The placenta is a transient organ consisting of underlying cytotrophoblasts (CT) which fuse to form the syncytiotrophoblast (ST). During this transformation, the associated mitochondria undergo substantial morphologic alterations. Mitochondria are dynamic organelles which maintain homeostatic balance of ATP, with ST mitochondria integral for the production of progesterone in the placenta and therefore maintenance of the pregnancy. As such, mitochondrial dysfunction may contribute to placental dysfunction, contributing to the pathophysiology of gestational disorders such as gestational diabetes mellitus (GDM). This study examined the bioenergetic and steroidogenic capacity of mitochondria from CT and ST in control and GDM placenta to investigate the role of mitochondria in the development and progression of GDM.
Villous placental tissue was collected from GDM (n=7) and matched control (n=7) pregnancies. Mitochondrial respiration was measure in an O2K oxygraph (Oroboros). ATP production was quantified by flourometric assay. Progesterone was analysed via ELISA.
In healthy control placentae, respiration and ATP production was higher and in CT mitochondria when compared to ST mitochondria (P=0.0202, P=0.0016). Whereas progesterone production was higher in mitochondria from ST compared to CT (P<0.0001). GDM mitochondria, respired lower in both CT and ST compared to control (P=0.0082). Similarly, mitochondrial ATP production was lower in GDM CT (P=0.0024), however greater in ST than control (P=0.0055). Progesterone was increased in GDM (P=0.0026) compared to controls, with ST mitochondria higher than ST controls (P=0.0118).
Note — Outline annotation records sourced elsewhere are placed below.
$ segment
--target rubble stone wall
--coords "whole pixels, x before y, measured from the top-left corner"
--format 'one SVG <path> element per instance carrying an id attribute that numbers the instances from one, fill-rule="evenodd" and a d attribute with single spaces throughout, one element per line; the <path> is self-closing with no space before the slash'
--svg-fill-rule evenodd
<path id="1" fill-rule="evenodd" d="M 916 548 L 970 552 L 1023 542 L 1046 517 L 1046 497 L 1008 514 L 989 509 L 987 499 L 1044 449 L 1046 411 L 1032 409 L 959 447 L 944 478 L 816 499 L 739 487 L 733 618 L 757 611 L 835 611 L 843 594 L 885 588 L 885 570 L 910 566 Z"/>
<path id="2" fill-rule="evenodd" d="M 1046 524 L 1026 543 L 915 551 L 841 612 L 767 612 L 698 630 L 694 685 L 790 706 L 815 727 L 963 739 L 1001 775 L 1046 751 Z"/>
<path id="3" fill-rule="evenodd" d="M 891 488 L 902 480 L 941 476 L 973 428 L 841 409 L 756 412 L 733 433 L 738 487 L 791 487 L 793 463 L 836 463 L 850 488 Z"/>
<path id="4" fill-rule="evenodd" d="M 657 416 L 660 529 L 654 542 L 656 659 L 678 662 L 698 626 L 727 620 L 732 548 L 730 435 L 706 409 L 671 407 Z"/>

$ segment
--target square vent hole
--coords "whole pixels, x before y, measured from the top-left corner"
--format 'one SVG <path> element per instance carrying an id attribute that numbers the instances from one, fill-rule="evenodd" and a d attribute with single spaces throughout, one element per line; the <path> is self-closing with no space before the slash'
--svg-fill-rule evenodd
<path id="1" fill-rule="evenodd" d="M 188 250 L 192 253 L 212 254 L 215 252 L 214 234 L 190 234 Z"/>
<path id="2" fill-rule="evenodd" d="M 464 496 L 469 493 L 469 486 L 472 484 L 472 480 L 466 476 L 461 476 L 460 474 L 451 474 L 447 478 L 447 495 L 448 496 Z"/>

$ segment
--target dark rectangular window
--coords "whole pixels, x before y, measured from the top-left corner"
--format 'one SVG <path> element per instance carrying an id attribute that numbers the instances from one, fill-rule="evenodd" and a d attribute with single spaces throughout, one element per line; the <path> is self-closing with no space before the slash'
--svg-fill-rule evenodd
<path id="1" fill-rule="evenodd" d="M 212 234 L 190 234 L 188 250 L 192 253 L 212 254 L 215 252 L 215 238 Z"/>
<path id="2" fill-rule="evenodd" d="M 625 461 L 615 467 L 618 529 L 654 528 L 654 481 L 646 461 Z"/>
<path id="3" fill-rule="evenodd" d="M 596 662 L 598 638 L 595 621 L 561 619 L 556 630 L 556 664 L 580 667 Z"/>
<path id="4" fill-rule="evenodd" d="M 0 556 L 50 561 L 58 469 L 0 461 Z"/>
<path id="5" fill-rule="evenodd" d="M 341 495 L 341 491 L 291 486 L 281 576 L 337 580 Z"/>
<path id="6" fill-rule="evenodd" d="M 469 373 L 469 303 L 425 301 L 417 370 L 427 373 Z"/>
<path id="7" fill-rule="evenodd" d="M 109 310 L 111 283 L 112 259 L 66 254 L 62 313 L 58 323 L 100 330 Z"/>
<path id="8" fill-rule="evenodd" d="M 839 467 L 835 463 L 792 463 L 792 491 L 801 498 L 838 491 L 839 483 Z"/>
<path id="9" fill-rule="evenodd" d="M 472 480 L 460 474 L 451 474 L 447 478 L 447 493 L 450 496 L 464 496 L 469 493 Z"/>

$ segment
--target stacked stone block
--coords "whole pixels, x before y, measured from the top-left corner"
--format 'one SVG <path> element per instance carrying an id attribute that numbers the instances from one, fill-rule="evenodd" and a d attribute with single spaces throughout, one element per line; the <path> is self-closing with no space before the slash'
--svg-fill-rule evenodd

Results show decreased mitochondrial respiration in GDM, indicating a level of mitochondrial dysfunction in CT and ST. The excess production of ATP by GDM ST mitochondria appears to be for steroidogenesis, with a significant increase in progesterone observed in ST mitochondria, and GDM on the whole, when compared to controls. Progesterone has previously been shown to increase insulin resistance; our research suggests that ST dysfunction and overproduction of progesterone is associated with GDM.